Denis Lynn is an enigma. Insanely talented on a skateboard and owner of one of the most charismatic personalities in the UK scene, it'd be easy to imagine the Belfast born ripper as one of the biggest names in our industry. The thing is though, it's questionable whether he actually considers himself a skater or even if being involved in skateboarding is doing him any favours.
Growing up as the younger brother of former Slave Pro Conhuir, party to all the connections pro stardom affords and recognised as potentially an even bigger talent, Denis sacked off skating entirely for a number of years to play traditional Gaelic sport Hurling (look it up, it's seriously gnarly). When he did return his attendance at numerous UK events cemented his name as one of the most exiting products of his generation and, as one would expect, numerous sponsorship offers came his way.

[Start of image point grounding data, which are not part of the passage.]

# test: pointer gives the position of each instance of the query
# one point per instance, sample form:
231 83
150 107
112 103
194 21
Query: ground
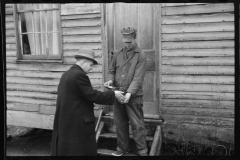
23 141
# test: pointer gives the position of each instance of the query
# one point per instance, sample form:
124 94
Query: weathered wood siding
32 87
197 51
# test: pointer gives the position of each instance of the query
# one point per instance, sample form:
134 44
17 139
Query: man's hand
108 83
127 97
119 96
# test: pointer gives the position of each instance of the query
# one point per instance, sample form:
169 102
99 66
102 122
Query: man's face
87 65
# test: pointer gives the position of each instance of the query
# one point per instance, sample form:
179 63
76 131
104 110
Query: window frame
20 56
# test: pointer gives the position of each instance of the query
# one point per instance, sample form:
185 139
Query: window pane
22 7
26 45
26 22
40 30
54 41
53 21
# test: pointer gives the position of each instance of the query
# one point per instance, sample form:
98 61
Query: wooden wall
197 57
32 87
197 51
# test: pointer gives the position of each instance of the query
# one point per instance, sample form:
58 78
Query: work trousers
130 112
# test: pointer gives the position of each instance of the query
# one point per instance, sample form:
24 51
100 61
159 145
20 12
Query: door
144 17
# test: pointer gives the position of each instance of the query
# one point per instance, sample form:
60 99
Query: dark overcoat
74 121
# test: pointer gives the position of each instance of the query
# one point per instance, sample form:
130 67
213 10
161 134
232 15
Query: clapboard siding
10 33
82 30
197 70
197 81
219 52
32 86
194 103
200 134
199 60
199 9
198 27
198 87
82 38
220 17
198 36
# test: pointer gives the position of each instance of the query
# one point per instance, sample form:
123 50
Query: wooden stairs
154 141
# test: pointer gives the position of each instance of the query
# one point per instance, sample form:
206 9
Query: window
38 31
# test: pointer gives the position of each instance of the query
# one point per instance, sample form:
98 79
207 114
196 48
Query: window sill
39 61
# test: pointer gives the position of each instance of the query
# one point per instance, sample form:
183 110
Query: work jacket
74 121
127 72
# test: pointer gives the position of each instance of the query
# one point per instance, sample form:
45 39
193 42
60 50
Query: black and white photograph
120 79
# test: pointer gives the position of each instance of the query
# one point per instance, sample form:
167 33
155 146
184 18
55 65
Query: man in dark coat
74 121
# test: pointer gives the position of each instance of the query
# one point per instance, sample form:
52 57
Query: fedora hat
85 53
128 34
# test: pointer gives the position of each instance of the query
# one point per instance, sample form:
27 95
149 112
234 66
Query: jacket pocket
89 118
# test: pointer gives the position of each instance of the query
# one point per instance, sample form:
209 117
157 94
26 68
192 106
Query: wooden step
114 135
105 152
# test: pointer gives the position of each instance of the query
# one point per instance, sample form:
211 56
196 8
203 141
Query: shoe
118 153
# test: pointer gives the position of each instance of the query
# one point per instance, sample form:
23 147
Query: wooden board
69 46
35 95
81 16
210 112
180 4
198 27
198 18
198 44
81 22
39 88
47 110
196 9
31 88
198 79
8 5
205 120
157 142
198 95
9 10
44 81
198 36
30 119
82 38
200 134
198 87
47 67
11 47
9 18
11 40
10 33
199 60
38 81
198 70
191 103
22 107
84 9
82 30
36 74
72 60
216 52
13 99
98 52
10 25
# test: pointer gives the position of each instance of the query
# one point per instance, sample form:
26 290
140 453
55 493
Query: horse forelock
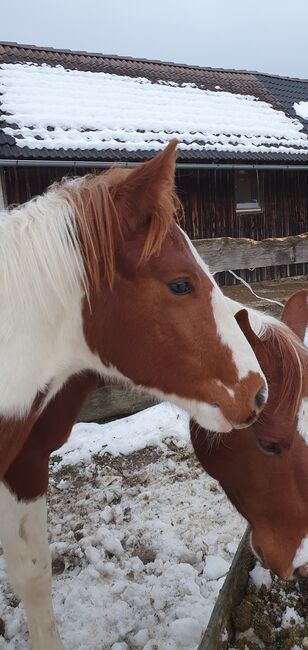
101 211
293 360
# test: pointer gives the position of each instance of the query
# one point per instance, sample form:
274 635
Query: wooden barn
242 166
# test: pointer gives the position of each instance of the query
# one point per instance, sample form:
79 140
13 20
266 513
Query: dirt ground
274 289
274 618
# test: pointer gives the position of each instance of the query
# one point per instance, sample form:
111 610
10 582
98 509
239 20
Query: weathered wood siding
209 204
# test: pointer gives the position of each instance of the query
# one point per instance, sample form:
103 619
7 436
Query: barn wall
209 205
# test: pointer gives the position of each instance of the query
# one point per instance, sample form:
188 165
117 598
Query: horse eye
180 287
270 447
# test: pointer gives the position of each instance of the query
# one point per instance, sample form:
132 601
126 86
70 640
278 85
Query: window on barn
247 191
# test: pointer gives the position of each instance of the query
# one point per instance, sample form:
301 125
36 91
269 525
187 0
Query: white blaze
302 421
301 555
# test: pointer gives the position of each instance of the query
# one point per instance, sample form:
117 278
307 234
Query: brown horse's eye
270 447
180 287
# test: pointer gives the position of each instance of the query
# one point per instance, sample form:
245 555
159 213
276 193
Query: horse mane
66 238
294 362
99 222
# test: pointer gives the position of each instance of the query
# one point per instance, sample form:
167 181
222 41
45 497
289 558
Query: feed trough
220 626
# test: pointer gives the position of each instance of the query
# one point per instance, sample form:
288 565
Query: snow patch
301 109
52 107
148 428
291 617
260 576
215 567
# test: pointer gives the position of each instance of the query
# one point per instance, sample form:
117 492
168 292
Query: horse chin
212 419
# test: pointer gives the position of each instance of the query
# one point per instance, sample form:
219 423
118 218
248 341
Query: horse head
263 469
154 315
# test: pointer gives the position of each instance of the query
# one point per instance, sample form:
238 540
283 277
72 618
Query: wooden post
3 197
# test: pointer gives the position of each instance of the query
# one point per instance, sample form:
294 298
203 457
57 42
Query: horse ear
149 187
256 343
295 313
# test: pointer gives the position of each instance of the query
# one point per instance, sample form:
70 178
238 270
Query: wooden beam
112 402
226 253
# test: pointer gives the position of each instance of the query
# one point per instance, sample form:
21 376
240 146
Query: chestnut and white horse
264 469
98 282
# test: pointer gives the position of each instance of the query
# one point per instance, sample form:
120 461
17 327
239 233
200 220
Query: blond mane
99 222
294 363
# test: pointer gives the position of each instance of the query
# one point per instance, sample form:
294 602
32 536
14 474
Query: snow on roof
54 108
301 109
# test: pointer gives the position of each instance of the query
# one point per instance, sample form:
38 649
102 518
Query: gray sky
265 35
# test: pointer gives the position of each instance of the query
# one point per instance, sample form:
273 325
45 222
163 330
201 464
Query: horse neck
41 293
41 263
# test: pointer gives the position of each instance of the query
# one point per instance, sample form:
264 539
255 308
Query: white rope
275 302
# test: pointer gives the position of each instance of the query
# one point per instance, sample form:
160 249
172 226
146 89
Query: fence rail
226 253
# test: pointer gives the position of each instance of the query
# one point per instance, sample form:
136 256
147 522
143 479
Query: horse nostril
260 555
261 397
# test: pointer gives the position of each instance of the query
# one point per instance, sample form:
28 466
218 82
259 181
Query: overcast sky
265 35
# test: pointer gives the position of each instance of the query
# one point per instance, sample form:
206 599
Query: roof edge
28 46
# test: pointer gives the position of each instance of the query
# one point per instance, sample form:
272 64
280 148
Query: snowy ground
141 539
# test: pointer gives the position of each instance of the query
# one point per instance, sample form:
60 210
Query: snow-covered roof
301 109
52 110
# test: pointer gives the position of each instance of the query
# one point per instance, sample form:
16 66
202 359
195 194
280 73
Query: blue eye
180 287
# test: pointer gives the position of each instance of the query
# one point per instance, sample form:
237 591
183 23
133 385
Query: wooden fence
220 254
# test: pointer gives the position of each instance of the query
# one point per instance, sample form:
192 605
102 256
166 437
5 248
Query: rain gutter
106 165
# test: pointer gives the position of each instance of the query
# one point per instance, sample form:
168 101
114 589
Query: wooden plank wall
209 205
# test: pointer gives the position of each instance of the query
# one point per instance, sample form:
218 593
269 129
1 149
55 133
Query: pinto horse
99 283
264 469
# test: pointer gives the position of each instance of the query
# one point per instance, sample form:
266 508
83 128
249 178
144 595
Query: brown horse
98 283
264 469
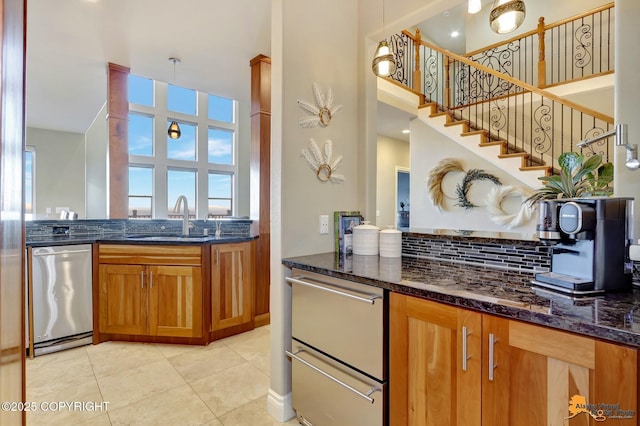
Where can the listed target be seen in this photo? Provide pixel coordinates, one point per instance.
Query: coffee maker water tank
(547, 225)
(576, 218)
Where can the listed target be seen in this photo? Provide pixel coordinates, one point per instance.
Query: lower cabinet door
(232, 289)
(122, 299)
(326, 392)
(175, 301)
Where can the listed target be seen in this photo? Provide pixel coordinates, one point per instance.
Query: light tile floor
(224, 383)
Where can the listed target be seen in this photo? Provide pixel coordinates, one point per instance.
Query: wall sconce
(506, 15)
(174, 129)
(383, 64)
(620, 132)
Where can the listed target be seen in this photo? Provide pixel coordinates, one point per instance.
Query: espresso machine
(590, 240)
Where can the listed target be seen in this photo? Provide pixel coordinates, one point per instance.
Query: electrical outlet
(324, 224)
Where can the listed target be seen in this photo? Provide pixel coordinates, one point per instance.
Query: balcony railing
(527, 118)
(496, 91)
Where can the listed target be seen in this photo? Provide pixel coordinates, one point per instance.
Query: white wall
(627, 92)
(311, 42)
(428, 147)
(392, 153)
(60, 171)
(478, 33)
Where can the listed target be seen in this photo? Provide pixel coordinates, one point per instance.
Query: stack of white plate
(366, 239)
(390, 269)
(390, 243)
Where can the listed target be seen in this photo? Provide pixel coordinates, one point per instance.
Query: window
(200, 165)
(29, 183)
(220, 194)
(140, 192)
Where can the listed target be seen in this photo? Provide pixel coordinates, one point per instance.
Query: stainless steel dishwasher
(338, 353)
(60, 292)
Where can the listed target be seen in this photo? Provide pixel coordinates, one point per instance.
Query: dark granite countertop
(489, 290)
(59, 240)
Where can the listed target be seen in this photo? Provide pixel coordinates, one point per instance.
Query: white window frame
(161, 163)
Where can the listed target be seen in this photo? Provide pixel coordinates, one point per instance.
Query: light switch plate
(324, 224)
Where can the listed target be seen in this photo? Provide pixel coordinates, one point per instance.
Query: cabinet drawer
(326, 392)
(341, 318)
(140, 254)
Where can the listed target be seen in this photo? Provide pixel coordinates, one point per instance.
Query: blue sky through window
(180, 180)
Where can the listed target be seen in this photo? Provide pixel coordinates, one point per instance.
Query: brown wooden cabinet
(232, 288)
(149, 291)
(453, 366)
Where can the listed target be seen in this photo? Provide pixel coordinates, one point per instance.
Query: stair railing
(568, 50)
(526, 118)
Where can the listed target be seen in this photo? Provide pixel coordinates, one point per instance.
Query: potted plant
(579, 177)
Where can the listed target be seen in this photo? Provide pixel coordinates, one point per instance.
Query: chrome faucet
(185, 215)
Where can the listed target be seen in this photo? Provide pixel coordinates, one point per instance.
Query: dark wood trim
(261, 176)
(118, 123)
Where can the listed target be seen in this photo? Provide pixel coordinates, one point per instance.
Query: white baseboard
(279, 407)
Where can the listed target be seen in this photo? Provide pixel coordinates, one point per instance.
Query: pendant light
(474, 6)
(506, 15)
(174, 130)
(383, 64)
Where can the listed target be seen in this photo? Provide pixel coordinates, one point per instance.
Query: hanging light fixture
(174, 130)
(383, 64)
(474, 6)
(506, 15)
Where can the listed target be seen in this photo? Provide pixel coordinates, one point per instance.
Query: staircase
(518, 127)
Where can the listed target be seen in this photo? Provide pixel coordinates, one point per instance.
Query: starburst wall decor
(321, 163)
(323, 110)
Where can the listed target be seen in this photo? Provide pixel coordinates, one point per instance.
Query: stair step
(546, 169)
(484, 135)
(441, 114)
(502, 144)
(463, 123)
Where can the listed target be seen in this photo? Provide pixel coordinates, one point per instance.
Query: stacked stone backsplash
(97, 228)
(510, 254)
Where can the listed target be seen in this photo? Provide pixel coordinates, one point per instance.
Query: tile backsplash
(515, 255)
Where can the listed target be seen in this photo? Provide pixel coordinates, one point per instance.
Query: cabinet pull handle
(367, 298)
(492, 364)
(465, 357)
(330, 377)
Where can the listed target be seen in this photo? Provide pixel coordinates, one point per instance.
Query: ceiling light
(506, 15)
(384, 63)
(474, 6)
(174, 130)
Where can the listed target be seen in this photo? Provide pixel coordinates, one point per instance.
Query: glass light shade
(506, 15)
(384, 64)
(174, 130)
(474, 6)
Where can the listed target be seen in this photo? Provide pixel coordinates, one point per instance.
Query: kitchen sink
(194, 238)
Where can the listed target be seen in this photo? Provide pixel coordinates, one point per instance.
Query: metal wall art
(323, 110)
(321, 163)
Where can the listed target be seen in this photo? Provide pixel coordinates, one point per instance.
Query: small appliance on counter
(590, 240)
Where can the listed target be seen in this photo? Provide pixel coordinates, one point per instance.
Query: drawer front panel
(326, 392)
(341, 318)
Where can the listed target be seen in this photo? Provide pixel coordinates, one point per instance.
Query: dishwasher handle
(58, 253)
(330, 377)
(367, 298)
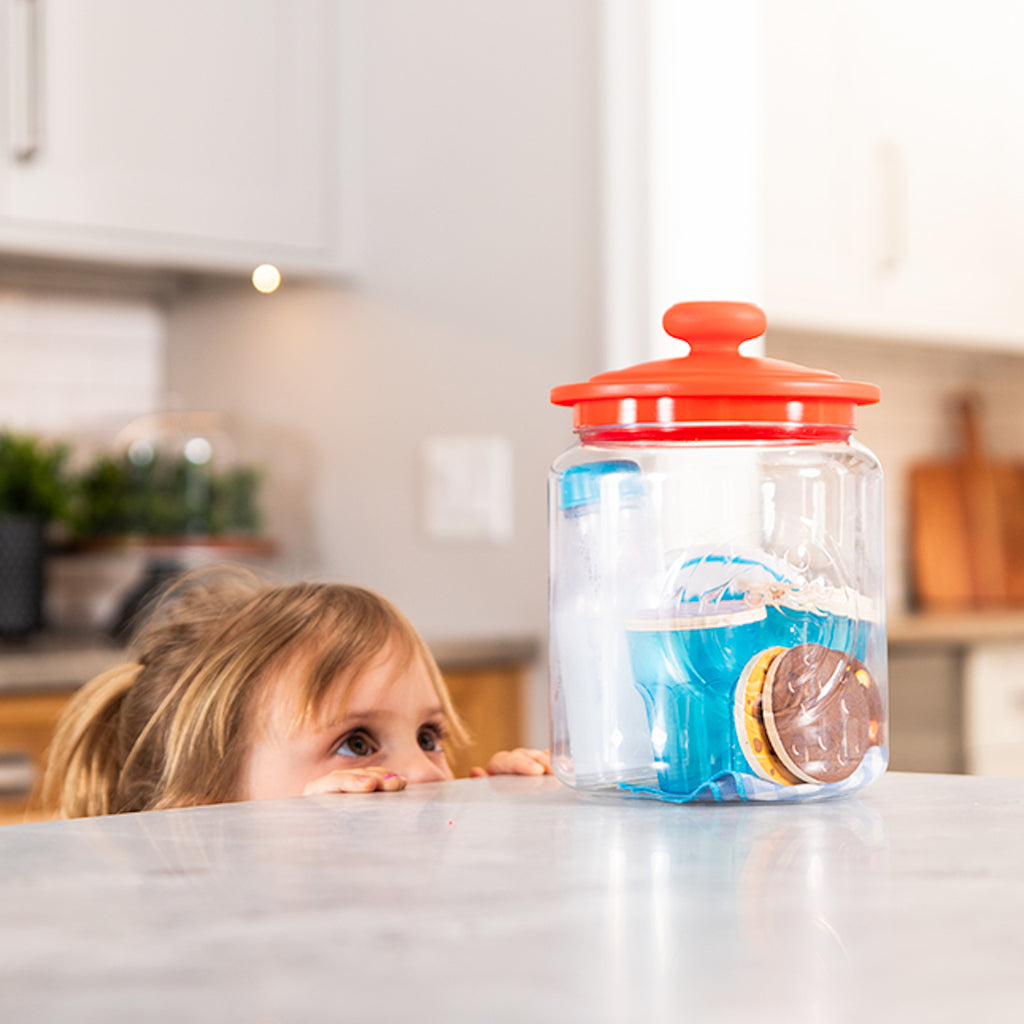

Through appearances in videos and regular magazine coverage his stock grew exponentially and then all of a sudden he wasn't around. Friends of Conhuir would regularly see him reaching out of social media, desperately trying to garner information as to where in the world his wayward brother was at any given time and often weeks would pass before he found out.
Skate film maker Phil Evans, when tasked with producing a 'Denis Lynn' part, found out first hand just how tortured a soul Denis really is and the resulting film of their time spent together, imaginatively entitled Saint Denis, chronicles some the difficulties Denis has experienced over recent years.
This is not a traditional skate section, more a documentary detailing the trials and tribulations of one of our finest characters, and we think it is absolutely essential viewing.
A tip of the hat to both Phil and Denis; this is hard going at times but ultimately very positive and something certainly worthy of your attention.